I awake on Halloween morning in the same old bed, in the same old dingy, dusty room in Uncle Lenny’s falling-apart farmhouse in Oak Leaf, Wisconsin. I still miss my home in the suburbs of Chicago, the comfort of being part of a bustling town and close to the city. But no longer am I depressed and desperate. No longer does the fact that I am missing out on Aaron Rydell’s Halloween party back home with all of my friends, including my best friend in the world Whitney, bother me.
Since last night, I am a changed person. A new and improved Harper Johnston. I struggle out of bed, regretting leaving the warmth of the ancient mattress, however lumpy it may be. I feel so different, so light and airy, new and improved, that I have trouble believing that the reflection I see in the mirror this morning will really be me.

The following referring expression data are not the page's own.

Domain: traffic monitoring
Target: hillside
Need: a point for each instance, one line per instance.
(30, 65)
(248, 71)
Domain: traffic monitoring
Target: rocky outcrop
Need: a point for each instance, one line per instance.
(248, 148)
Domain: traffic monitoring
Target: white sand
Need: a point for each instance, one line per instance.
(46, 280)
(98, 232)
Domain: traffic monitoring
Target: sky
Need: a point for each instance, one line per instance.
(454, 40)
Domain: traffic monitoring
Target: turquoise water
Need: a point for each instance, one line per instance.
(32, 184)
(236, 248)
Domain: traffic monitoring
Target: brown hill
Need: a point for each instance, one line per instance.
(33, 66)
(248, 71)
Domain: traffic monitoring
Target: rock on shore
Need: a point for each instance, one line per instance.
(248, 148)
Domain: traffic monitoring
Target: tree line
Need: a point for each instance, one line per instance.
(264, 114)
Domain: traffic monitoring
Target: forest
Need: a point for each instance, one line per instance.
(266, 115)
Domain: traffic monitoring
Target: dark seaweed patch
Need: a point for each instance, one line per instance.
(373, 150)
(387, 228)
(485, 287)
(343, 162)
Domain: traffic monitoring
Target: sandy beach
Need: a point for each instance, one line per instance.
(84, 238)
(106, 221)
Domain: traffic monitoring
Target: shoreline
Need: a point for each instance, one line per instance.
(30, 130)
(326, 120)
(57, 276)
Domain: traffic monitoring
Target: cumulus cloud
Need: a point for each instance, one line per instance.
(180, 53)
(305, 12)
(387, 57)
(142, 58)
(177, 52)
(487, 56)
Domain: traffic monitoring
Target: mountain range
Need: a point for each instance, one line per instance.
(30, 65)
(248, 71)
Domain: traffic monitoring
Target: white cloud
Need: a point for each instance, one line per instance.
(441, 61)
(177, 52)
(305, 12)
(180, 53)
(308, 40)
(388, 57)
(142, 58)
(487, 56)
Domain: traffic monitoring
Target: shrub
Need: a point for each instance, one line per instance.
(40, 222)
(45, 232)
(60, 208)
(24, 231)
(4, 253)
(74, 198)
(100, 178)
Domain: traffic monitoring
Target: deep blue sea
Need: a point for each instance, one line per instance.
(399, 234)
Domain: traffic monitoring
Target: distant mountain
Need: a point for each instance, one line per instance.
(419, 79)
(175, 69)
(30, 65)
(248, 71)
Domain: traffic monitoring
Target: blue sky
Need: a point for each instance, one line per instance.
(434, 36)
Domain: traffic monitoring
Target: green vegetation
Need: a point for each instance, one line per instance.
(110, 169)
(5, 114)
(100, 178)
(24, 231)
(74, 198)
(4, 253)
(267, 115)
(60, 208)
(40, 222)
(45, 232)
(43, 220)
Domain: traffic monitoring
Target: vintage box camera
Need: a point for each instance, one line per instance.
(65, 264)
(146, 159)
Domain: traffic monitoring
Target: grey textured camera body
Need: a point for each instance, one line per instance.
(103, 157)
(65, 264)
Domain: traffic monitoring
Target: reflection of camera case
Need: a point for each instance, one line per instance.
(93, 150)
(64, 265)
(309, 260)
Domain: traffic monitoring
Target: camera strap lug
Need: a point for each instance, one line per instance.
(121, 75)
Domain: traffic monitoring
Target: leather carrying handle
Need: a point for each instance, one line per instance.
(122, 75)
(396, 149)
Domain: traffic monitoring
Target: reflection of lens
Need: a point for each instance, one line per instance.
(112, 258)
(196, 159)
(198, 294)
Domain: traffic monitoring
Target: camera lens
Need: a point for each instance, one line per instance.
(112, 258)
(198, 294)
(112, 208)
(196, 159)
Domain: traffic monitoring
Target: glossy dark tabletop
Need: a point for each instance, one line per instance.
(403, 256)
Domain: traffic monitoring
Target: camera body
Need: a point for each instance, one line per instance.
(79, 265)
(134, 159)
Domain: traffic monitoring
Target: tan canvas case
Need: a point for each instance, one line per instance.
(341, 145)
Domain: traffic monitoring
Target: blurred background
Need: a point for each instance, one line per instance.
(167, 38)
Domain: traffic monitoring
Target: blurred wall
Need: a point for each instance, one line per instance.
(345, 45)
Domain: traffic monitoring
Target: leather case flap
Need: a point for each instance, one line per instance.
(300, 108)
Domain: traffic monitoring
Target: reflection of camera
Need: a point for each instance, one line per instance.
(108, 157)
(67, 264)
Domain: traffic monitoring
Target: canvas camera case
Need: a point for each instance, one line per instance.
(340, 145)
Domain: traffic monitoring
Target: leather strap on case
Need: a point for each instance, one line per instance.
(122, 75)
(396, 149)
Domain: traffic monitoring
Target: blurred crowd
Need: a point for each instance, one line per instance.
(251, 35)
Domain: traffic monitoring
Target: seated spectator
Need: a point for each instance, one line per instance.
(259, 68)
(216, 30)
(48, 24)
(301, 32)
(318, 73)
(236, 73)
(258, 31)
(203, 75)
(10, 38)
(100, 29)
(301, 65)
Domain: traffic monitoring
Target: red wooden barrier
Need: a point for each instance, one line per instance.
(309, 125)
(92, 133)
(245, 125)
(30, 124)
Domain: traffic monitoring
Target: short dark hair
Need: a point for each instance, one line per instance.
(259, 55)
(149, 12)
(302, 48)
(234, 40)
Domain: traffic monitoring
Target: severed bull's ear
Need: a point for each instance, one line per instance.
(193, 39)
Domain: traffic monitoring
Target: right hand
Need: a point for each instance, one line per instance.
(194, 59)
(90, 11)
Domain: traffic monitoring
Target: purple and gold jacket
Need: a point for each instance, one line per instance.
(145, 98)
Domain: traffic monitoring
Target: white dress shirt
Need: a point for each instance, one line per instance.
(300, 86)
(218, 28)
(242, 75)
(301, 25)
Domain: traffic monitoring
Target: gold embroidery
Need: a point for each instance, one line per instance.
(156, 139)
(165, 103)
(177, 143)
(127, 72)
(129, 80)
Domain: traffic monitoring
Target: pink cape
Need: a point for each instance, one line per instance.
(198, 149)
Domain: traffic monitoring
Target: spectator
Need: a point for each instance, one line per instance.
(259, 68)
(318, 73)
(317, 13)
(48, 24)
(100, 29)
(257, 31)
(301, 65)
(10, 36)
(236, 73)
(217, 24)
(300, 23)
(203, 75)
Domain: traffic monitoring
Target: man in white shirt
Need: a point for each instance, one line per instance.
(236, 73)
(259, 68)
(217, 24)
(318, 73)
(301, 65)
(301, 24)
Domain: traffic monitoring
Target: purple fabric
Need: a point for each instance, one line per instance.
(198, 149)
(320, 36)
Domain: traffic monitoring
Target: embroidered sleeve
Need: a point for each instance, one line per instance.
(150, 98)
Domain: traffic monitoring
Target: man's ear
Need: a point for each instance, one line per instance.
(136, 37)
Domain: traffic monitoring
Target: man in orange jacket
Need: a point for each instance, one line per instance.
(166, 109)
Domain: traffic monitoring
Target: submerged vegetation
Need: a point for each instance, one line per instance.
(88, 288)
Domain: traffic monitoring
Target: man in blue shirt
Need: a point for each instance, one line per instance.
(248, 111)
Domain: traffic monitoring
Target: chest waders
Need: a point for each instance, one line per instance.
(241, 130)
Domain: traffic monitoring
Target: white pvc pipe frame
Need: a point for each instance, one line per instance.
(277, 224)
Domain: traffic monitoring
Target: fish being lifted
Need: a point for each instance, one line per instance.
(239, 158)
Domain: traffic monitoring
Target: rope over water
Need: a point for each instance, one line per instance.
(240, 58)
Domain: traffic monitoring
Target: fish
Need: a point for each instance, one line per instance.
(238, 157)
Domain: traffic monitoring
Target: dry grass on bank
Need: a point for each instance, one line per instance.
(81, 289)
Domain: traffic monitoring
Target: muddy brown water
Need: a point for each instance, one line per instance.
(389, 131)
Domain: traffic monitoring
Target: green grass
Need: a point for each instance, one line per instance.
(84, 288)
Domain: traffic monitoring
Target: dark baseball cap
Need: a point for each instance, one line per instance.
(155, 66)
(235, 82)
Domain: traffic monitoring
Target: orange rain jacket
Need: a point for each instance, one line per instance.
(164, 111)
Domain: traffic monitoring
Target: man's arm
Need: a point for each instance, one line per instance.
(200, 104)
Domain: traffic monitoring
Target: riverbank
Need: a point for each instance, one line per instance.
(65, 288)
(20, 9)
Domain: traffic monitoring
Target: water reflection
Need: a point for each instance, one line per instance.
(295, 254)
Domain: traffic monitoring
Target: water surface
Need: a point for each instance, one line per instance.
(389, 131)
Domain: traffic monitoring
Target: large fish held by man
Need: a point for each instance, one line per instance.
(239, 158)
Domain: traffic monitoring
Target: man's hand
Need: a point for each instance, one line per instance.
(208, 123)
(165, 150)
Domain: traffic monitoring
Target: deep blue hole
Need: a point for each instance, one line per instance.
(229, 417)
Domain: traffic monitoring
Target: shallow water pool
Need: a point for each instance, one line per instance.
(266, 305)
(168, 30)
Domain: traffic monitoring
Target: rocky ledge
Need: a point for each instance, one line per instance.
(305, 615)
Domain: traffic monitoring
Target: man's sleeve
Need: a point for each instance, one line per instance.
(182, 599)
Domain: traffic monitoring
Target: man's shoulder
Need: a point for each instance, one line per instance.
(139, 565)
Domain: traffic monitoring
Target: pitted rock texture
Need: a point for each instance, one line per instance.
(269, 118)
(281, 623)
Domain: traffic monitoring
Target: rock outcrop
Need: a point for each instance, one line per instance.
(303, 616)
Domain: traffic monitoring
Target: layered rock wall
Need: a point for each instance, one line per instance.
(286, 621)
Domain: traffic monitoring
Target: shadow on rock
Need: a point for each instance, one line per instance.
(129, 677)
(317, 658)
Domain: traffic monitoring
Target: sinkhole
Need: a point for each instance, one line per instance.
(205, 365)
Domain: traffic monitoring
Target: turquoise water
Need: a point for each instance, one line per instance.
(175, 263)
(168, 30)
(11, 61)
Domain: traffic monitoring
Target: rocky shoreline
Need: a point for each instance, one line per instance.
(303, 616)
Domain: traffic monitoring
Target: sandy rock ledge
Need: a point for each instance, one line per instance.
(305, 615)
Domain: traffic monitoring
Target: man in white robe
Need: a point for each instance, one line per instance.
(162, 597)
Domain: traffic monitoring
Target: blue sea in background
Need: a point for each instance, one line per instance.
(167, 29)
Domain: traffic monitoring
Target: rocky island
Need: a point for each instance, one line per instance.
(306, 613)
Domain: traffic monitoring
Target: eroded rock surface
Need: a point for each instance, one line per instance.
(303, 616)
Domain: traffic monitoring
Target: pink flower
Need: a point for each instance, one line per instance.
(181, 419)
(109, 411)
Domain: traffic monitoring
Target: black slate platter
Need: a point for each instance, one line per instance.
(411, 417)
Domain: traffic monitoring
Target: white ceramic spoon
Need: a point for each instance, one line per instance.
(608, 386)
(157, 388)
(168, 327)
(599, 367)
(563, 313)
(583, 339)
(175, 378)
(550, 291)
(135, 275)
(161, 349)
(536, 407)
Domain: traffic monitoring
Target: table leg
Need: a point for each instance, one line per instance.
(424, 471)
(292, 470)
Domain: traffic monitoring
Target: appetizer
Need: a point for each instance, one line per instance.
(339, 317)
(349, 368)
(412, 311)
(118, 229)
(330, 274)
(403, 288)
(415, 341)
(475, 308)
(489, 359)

I walk over to the old oak dresser in the corner (I cannot wait to set up my own furniture from home in this place) and survey my face in the tilting mirror. The tilting-mirror aspect is the only cool thing about the dresser. The rest of it is nicked and scraped and banged-up, as though it’s been through a couple of wars. My grandparents bought this farm house decades ago; it’s where Mom and Uncle Lenny grew up, and I guess money was always tight, because Grammy sure didn’t bend over backwards when it came to furnishings and décor.
The mirror glass itself is slightly wavy with age, but it gives a clear enough picture of me, my long tangle of chestnut curls, my pale face still rosy in the cheeks from sleep, my bleary blue eyes. I’m wearing a hoodie over the flannel p.j.’s I dug out of one of my suitcases the other day. It’s always freezing in the farmhouse, and Uncle Lenny still hasn’t gotten around to caulking the cracks in the window sills.
But what really hits me right now is that I still look exactly the same as I looked yesterday morning and probably every other morning of my life. Nothing in my face, my expression or demeanor, betrays the fact that last night was the single most amazing incident to occur in my entire sixteen-and-a-half years on earth. This is such an ordinary morning, the beginning to such an ordinary day, that I want to laugh at the absurdity of it all.
I quickly wash up and get dressed, put on a little makeup, and tug on two pairs of socks for extra warmth, all the while wondering whether Danny Benson really could have been a product of my imagination. That explanation is almost more feasible than what I know deep down to be the truth—that last night, out in the quiet of the woods and the dark, surrounded by the soft glow of tall white candles and plump orange jack-o-lanterns, I fell in love with the ghost of a boy who was born in 1955, died in 1972, and has dwelled in limbo ever since, taking up residence in the woods of Oak Leaf.
Danny told me that I, Harper Johnston, was the first person he’d ever willingly revealed himself to since the car accident that killed him that rainy, slick night four decades ago as he drove home drunk and crashed his car through a guard rail, skidding down a steep embankment to his untimely death at the age of seventeen. He said he chose me because he could tell I was intelligent, perceptive, feeling. He also thinks I’m beautiful.
And now, whirling down the stairs toward the kitchen, permeated with the aroma of Uncle Lenny’s typical Saturday-morning breakfast of eggs and bacon and biscuits with butter and jelly, I feel alive and beautiful. I feel that moving to the rinky-dink Hick Town of Oak Leaf has all been worth it because I’ve met Danny. I can still feel his kiss on my lips, almost alarming in its magical passion, and the pressure of his fingers twined around mine—the mystical sparks of heat and cold that dart back and forth between our skin.
I can’t wait to see him again. Who needs costumes and best friends and living, breathing boys and Aaron Rydell’s wild Halloween party in a huge, un-chaperoned mansion when there’s the ghost of Danny Benson around? I wheel into the kitchen, all-smiles, sliding across the linoleum on my socks.